The ad shows video clips of Trump blasting Haley as “birdbrain” and dismissing her candidacy.
“She’s gone crazy. She’s a very angry person,” Trump, 77, is heard saying during the 30-second commercial, punctuated with social media posts in which the Republican claims he “will not accept” her supporters and threatens to kick them out of his political movement.
A source close to Haley, former ambassador to the United Nations when Trump was president, said neither the Biden nor Trump campaigns had reached out to her about gaining the support of the people who voted for her.
Joe Biden’s campaign is targeting the former UN diplomat’s supporter
A Trump representative did not respond to a request for comment.
Haley stuck with her presidential race when other Trump challengers had dropped out, promising policies that appealed to Republicans who had rejected Trump.
Almost 570,000 voters in three key battleground states – Nevada, North Carolina, and Michigan – voted for Haley in the Republican nominating contest, a small but potentially significant group in races that have been decided by tiny margins in recent elections.
Many Haley voters have wondered if they still have a place in the Republican Party, which has coalesced around Trump, despite his repeated lies about having won the 2020 election against Biden, and the January 6, 2021, riot at the US Capitol.
Biden, 81, will need as much support as he can muster. He has faced concerns about his age and fitness for a second four-year term. Recent Reuters/ Ipsos polls show his approval rating at 40 per cent and in a tight race with Trump, 77, ahead of the November 5 election.

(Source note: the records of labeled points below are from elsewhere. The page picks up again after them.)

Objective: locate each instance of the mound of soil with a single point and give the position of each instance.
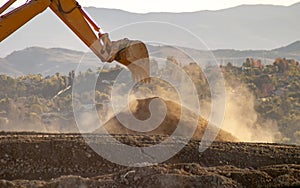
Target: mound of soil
(175, 113)
(65, 160)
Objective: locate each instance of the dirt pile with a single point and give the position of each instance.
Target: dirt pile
(140, 109)
(65, 160)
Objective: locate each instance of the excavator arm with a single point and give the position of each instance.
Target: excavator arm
(132, 54)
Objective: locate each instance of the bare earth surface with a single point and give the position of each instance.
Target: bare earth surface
(65, 160)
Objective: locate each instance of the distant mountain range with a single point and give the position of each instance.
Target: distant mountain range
(244, 27)
(37, 60)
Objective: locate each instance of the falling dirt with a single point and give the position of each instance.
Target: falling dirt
(175, 113)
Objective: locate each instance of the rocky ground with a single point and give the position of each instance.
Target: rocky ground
(65, 160)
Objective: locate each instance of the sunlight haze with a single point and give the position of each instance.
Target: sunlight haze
(139, 6)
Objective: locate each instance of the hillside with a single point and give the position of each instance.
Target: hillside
(242, 27)
(37, 60)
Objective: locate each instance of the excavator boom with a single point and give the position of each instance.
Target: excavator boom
(132, 54)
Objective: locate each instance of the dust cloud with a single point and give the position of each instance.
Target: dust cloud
(243, 121)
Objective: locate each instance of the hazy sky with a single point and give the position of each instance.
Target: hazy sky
(142, 6)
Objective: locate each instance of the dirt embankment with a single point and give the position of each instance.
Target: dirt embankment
(65, 160)
(139, 109)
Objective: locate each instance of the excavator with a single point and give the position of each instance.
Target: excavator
(131, 53)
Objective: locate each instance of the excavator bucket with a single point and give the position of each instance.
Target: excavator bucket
(131, 53)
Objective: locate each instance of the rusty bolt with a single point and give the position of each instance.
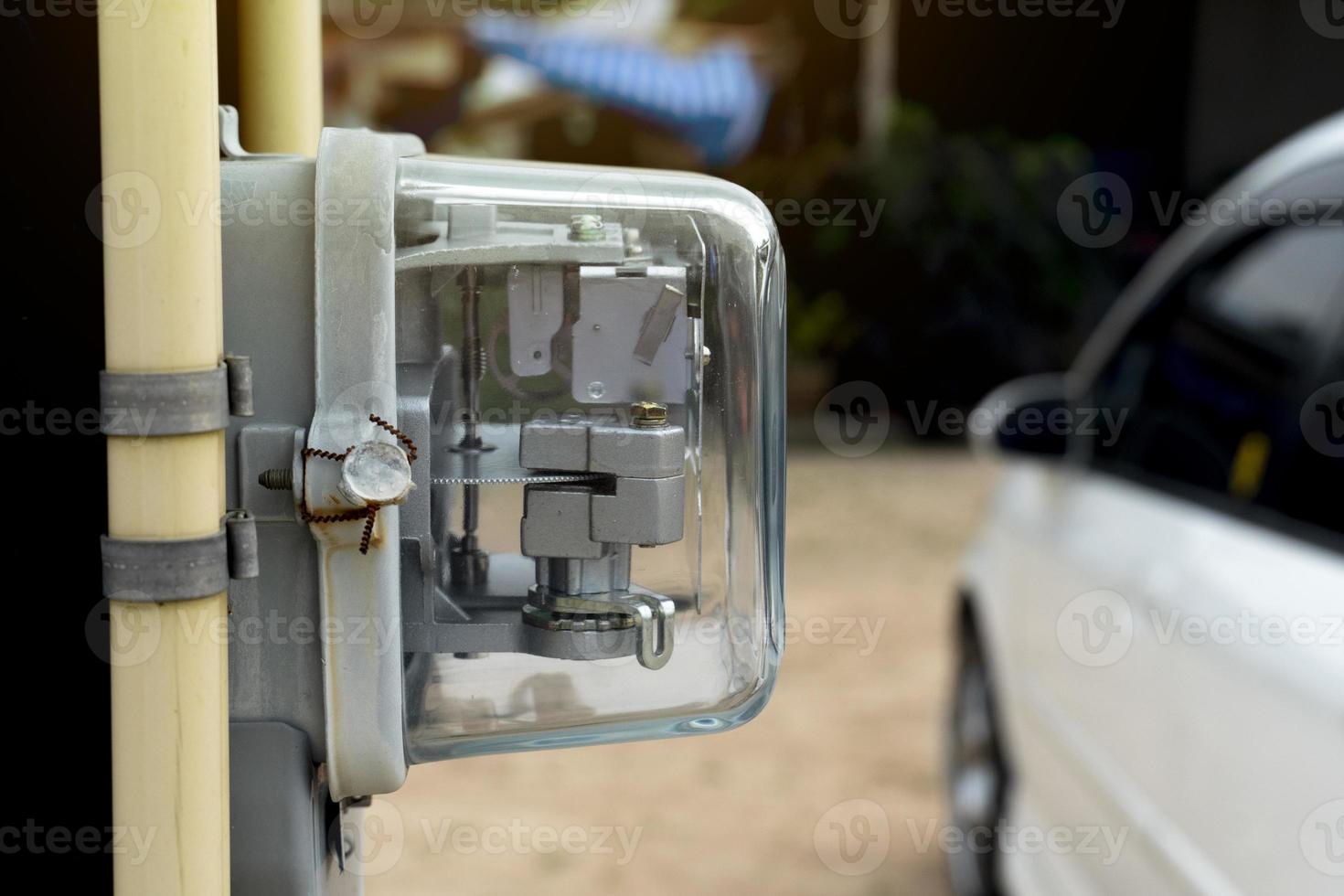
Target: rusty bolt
(649, 414)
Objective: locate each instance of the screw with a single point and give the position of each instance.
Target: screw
(648, 414)
(277, 480)
(586, 228)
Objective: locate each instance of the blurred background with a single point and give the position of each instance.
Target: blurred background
(917, 156)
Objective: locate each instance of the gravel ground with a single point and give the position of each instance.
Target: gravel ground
(858, 713)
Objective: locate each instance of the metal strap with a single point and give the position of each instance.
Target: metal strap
(145, 404)
(140, 571)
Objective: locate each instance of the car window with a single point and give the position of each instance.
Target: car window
(1212, 382)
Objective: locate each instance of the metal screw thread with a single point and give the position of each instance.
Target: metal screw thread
(277, 480)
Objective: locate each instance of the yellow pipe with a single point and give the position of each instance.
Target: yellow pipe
(280, 76)
(162, 286)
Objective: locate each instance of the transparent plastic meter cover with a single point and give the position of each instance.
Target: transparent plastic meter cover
(594, 549)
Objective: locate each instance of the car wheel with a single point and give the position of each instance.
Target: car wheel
(977, 775)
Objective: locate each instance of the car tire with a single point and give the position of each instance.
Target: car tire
(977, 775)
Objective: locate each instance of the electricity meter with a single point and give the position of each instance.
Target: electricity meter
(517, 449)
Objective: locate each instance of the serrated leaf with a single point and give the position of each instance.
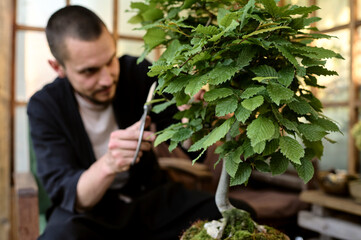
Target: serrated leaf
(251, 91)
(242, 114)
(270, 7)
(218, 133)
(166, 135)
(196, 82)
(161, 107)
(252, 103)
(177, 84)
(300, 106)
(264, 31)
(231, 167)
(286, 53)
(261, 129)
(262, 166)
(291, 149)
(300, 10)
(271, 147)
(248, 149)
(278, 164)
(265, 71)
(217, 93)
(259, 148)
(286, 76)
(154, 37)
(226, 105)
(152, 14)
(182, 134)
(327, 124)
(305, 170)
(278, 92)
(242, 175)
(158, 69)
(320, 71)
(312, 132)
(207, 30)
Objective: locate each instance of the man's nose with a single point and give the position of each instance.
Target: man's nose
(106, 78)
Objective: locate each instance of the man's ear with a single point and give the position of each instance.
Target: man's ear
(57, 67)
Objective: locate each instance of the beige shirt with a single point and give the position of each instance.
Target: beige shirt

Biden has built up a campaign war chest in excess of $70 million ahead of November’s rematch with Trump, more than doubling his predecessor’s fundraising haul and giving allies more latitude to spend big on TV advertising.
His re-election campaign announced last Saturday (6) that it raised over $187 million in the first quarter 2024, almost double what it took in during the previous quarter.
In March alone, when Biden clinched the Democratic Party’s nomination, the campaign raised more than $90m, up from over $53m the previous month. The team also reported $192m in cash on hand, which it said was the highest total amassed by any Democratic candidate in history at this point in the cycle.